Lectures on Periodic Homogenization of Elliptic Systems

Zhongwei Shen

Published 2017-10-30Version 1

In recent years considerable advances have been made in quantitative homogenization of partial differential equations in the periodic and non-periodic settings. This monograph surveys the theory of quantitative homogenization for second-order linear elliptic systems in divergence form with rapidly oscillating periodic coefficients, $$ \mathcal{L}_\e =-\text{\rm div} \big (A(x/\e)\nabla \big), $$ in a bounded domain $\Omega$ in $\br^d$. It begins with a review of the classical qualitative homogenization theory, and addresses the problem of convergence rates of solutions.
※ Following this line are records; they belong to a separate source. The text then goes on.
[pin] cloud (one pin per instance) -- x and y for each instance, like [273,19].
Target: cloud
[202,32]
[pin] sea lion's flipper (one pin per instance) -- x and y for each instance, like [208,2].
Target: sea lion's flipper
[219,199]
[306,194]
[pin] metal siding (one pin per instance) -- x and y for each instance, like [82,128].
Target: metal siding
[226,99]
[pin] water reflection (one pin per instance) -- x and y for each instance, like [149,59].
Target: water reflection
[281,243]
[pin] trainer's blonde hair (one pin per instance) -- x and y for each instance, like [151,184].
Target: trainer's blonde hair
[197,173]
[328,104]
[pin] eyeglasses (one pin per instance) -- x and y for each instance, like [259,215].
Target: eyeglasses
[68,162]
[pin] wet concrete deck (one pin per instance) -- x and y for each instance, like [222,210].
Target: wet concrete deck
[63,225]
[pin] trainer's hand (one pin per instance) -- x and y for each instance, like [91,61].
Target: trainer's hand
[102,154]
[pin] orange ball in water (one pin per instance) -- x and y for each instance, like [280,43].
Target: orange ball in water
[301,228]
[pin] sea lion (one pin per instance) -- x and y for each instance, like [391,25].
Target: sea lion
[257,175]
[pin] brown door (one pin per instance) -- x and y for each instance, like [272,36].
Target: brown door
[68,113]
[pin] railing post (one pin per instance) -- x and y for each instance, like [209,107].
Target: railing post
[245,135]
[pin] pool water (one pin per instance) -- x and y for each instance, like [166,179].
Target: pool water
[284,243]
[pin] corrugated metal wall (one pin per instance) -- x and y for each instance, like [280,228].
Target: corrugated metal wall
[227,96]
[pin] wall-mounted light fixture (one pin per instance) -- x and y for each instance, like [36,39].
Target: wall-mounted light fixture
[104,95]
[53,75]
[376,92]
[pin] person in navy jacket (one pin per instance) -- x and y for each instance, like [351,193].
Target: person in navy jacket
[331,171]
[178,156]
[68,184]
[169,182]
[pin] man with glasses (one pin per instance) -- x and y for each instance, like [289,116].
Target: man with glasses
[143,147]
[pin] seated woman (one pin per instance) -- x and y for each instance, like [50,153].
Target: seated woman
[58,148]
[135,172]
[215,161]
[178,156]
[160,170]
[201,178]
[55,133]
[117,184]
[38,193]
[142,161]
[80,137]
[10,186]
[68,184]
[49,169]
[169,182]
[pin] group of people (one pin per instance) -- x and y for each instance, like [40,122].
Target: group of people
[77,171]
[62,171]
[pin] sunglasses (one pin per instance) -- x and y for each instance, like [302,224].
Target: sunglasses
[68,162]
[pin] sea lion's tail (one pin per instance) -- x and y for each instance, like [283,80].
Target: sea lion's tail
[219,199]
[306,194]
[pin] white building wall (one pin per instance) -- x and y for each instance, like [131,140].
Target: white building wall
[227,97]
The main body of the monograph investigates various interior and boundary regularity estimates (H\"older, Lipschitz, $W^{1, p}$, nontangnetial-maximal-function) that are uniform in the small parameter $\e>0$. Additional topics include convergence rates for Dirichlet eigenvalues and asymptotic expansions of fundamental solutions, Green functions, and Neumann functions. Part of this monograph is based on lecture notes for courses the author taught at several summer schools and at the University of Kentucky. Much of material in Chapters 6 and 7 is taken from his joint papers \cite{KLS-2013, KLS-2014} with Carlos Kenig and Fang-Hua Lin, and from \cite{KS-2011-L} with Carlos Kenig.